Constance S. Congdon (born 1944) is an American playwright and librettist. She has won grants and awards from the National Endowment for the Arts, the W. Alton Jones Foundation, and the Guggenheim Foundation, and is the recipient of a 2019 Lilly Award, which recognizes extraordinary women in theatre. In 2021 she was honored with the Legacy Playwrights Initiative Award by the Dramatists Guild Foundation, for her sustained achievement, enduring excellence and influence on the American theater. Congdon was described by Tony Kushner as "one of the best playwrights our country, and our language, has produced."

Her first play had 30 scenes and 57 characters, and her 2001 play Casanova covered 73 years in 19 scenes set between Paris and Venice.

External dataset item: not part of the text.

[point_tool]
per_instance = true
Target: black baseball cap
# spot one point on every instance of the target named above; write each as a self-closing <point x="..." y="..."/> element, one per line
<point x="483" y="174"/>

Her most well-known plays and adaptations include: Tales of the Lost Formicans, Casanova, Lips, Losing Father's Body, The Misanthrope, A Mother, No Mercy, The Servant of Two Masters, Tartuffe and Paradise Street.
She has written a number of opera libretti and seven plays for the Children's Theatre Company of Minneapolis. Her playwriting career includes an adaptation of Maxim Gorky's A Mother with Olympia Dukakis in the lead role.

Congdon was born in Rock Rapids, Iowa. Her first play, Gilgamesh, was produced in 1977. Congdon received her M.F.A. from the University of Massachusetts Amherst in 1982. She taught playwriting at Amherst College from 1993 to 2018 as its Playwright-in-Residence.